Prior to learning of the Vastaamo hack, Hypponen said he believed that most attackers are motivated by financial information.
"If you're trying to make money with your criminal attacks, medical information is not a very good target for you. Well turns out, I might have been wrong," he said during the webinar. "It might be now the case that we are seeing the beginning of the next trend -- a trend where medical information is becoming a prime target for financially motivated criminals. They might not just be blackmailing the organization with the encryption of data, but the patients themselves."
Jared Phipps, senior vice president at SentinelOne, told SearchSecurity that if the attack proves profitable, then it will become a trend.
"We have already seen them blackmailing organizations in several ways. First is the ransomware event. Second is telling victims, after the ransom has been paid that they have altered data and they need to pay for that to be cleaned up, which did not work. Now we see this. It's just a constant evolution of attackers looking for ways to make money -- if they make money on this one you will see it happen again and again," he said in an email to SearchSecurity.
On the other hand, Kaspersky Lab researcher Kurt Baumgartner told SearchSecurity the trend has already started.
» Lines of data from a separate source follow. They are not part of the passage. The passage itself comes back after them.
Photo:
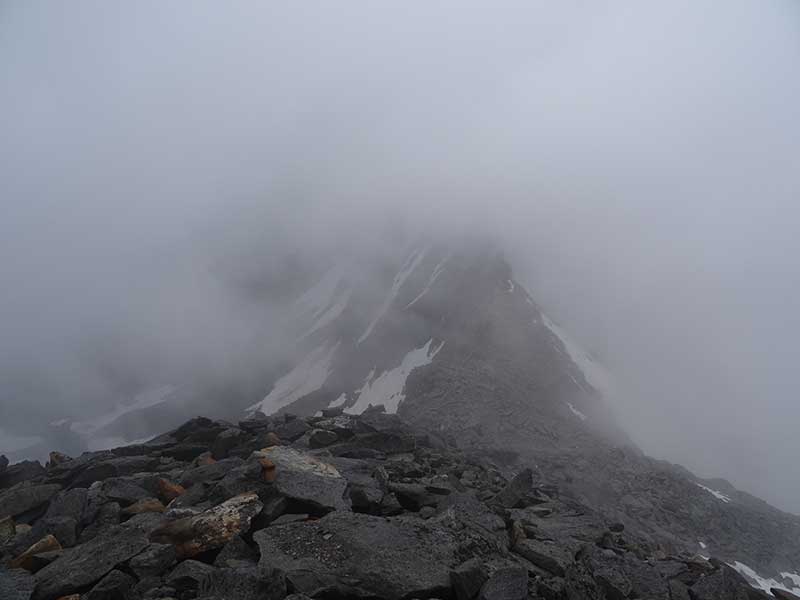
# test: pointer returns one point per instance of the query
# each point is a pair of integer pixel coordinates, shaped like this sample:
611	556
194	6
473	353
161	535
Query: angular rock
23	498
307	479
83	565
27	561
244	583
319	438
153	561
361	555
468	579
114	586
513	494
507	583
188	575
210	529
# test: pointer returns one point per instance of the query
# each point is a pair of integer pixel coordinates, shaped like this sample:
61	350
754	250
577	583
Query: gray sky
640	161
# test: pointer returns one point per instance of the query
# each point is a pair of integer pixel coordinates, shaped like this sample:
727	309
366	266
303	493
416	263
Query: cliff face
448	341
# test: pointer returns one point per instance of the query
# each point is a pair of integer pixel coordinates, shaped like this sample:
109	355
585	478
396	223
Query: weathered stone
319	438
307	479
546	555
142	506
507	583
188	575
512	495
243	583
26	561
153	561
22	498
210	529
114	586
83	565
361	555
468	579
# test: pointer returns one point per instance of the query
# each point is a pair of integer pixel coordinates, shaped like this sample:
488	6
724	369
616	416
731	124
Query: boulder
468	579
114	586
210	529
153	561
243	583
516	490
87	563
507	583
24	497
352	554
307	479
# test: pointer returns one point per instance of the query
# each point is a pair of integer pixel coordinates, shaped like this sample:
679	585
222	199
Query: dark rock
27	470
307	479
23	498
292	430
507	583
361	555
153	561
210	529
245	583
546	555
468	579
226	441
319	438
234	553
513	494
189	575
83	565
114	586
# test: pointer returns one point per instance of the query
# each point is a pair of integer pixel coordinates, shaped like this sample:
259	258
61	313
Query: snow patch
597	376
437	270
388	387
308	376
412	262
715	493
765	583
576	412
146	399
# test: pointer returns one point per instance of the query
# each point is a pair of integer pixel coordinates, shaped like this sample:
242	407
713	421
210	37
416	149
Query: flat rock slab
361	555
307	479
86	564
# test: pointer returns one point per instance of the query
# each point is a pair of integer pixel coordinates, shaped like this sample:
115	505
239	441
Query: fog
639	163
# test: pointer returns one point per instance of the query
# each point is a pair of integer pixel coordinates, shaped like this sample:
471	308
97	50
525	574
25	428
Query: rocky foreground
336	506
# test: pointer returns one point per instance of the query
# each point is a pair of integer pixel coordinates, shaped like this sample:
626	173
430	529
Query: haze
640	164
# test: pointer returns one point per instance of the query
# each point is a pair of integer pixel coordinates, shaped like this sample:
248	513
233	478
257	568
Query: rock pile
335	506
"In the JPMorgan breaches of 2014, the criminals targeted the bank's high-wealth customers. There are other examples since then, so we have seen this sort of customer targeting before. Do I think blackmailing health care customers will become a trend? I think that it already happens, but for now, it seems a fairly niche phenomenon," he said in an email to SearchSecurity.
Hypponen said it may actually be two different trends combining for what he refers to as "ransomware 2."
"Not just encrypting but stealing the information and blackmailing. It was started in just January 2020 by Maze. It's an effective way of getting money from organizations even if the organizations have good backups. Maze made so much, they retired," he said during the webinar. "If data is stolen and running a leak site, it's a hard position and this is the reason why we've seen over the last year companies pay the ransom more than ever. One reason companies pay these ransoms is medical information. They can't afford this information to be posted on the public web, so they pay."
In this case, Vastaamo did not pay, but some victims did. It is unclear if victims paying directly had any effect on the therapy center declaring bankruptcy. Arntz said the press release states that taking care of the aftermath cost Vastaamo so much that the liquidation process likely led to the bankruptcy. "It's also important to realize that they could be facing a considerable GDPR fine if they were found to be careless with their customer data," he said in an email to SearchSecurity.
According to Vastaamo's statement, the "liquidator has entered into a preliminary agreement to sell the business to Verve," a nationwide provider of occupational welfare services. Verve released a statement Feb. 2 which said it "entered into a preliminary agreement to acquire the psychotherapy business of psychotherapy center Vastaamo."
Leponen said the investigation will continue even if the therapy center collapses.